Уже сама цель восточного похода, считает Плутарх, «показывает Александра как философа: он стремился не к собственному обогащению и роскоши, а к установлению среди всех людей согласия, мира и дружественного общения». И если основатель стоицизма Зенон считал за лучшее, чтобы у всех людей была бы «общая жизнь и единый распорядок», то Александр, мол, попытался претворить в действительность этот «образ философского благозакония и государственного устройства». И то, что это пишет Плутарх, для которого эллинский полис, казалось бы, навсегда остался идеалом общественного устройства, свидетельствует о драматической раздвоенности его мировидения, о его постоянном стремлении примирить любовь к навсегда утраченному с неизбежностью настоящего — империи, тоже единого огромного сообщества, живущего по единой указке.
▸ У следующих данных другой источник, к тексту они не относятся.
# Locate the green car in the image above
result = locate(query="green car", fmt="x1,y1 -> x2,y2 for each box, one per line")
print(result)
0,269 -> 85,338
Создавая идеальный образ великого македонянина (словно не желая замечать в нем тех недостатков, о которых он все же будет писать впоследствии в обширной биографии Александра), Плутарх до того подпадает под обаяние собственного творения, что готов, кажется, извинить сыну Филиппа разрушение Фив. В своем восхищении энергией и силой человека, подобного которому уже вряд ли явит мир, Плутарх доходит до того, что сравнивает Александра с Платоном, и сравнение это оказывается не в пользу последнего: «Платон, написав единственное „Государство“, никого не убедил воспользоваться этой книгой по причине ее чрезвычайной суровости, Александр же, основав свыше семидесяти городов среди варварских племен и поселив в Азии греческие нравы, победил там дикий и звероподобный образ жизни».
Воспевая поистине нечеловеческую доблесть Александра, Плутарх словно бы полемизирует с теми многочисленными современниками, которые не видели иного выхода из безнадежности своего исторического поражения, кроме покорности Судьбе, той «любви к Року», о которой писал Сенека. Не считая Судьбу главной причиной побед Александра, Плутарх выдвигает на первый план его личные качества: «Но что показывают сами деяния Александра — произвол судьбы, воинственность, господство силы? Или же большое мужество и справедливость, большое здравомыслие и сдержанность, разумную последовательность, трезвый и проницательный расчет во всех поступках?»
Эта важнейшая из тем — значение Судьбы и личной доблести в жизни как Александра, так и любого смертного, определяет содержание второй речи о великом завоевателе. Останавливаясь на каждом из этапов жизни Александра, Плутарх с присущей ему обстоятельностью доказывает, что в любом его свершении Судьба почти не играла роли. Побеждают доблестью, пишет Плутарх, а Судьба, напротив, выявляет истинную цену каждого: «Так судьба, часто предоставляя робким и неразумным командные и начальственные обязанности, в которых обнаруживается их несостоятельность, тем самым возвышает и утверждает значение доблести как единственного, что придает человеку величие и достоинство». Представляется возможным говорить о том, что Судьба у Плутарха является чем-то менее грозным, чем неумолимый Рок софокловых трагедий. Ибо Плутарх не был бы Плутархом, если бы он не возлагал главную меру ответственности на самого человека, на его разум и дух, перед которыми может оказаться бессильной сама Судьба.
Плутарх словно бы не желает знать о множестве перебитых пленников (ведь они были не греки), о целом племени коссеев, принесенном в заупокойную жертву по другу Александра Гефестиону, о безумном убийстве другого его друга Клита, об издевательствах над философом Каллисфеном и о многих других жестокостях, о которых он напишет впоследствии, стараясь, впрочем, если уж не оправдать их, то хотя бы объяснить. В этих же двух речах, возможно, подчиняясь логике жанра панегирика, он рисует почти безупречный образ носителя культуры, благодетеля варварских народов: «Если же мы обратимся к делам Александра, то увидим, что он воспитал гирканцев для браков, научил арахосийцев земледелию, согдианцев убедил не убивать отцов, а питать их, персов — почитать матерей, а не жениться на них… Александр просветил Азию, читая Гомера, а сыновья персов и сузиан распевали трагедии Еврипида и Софокла».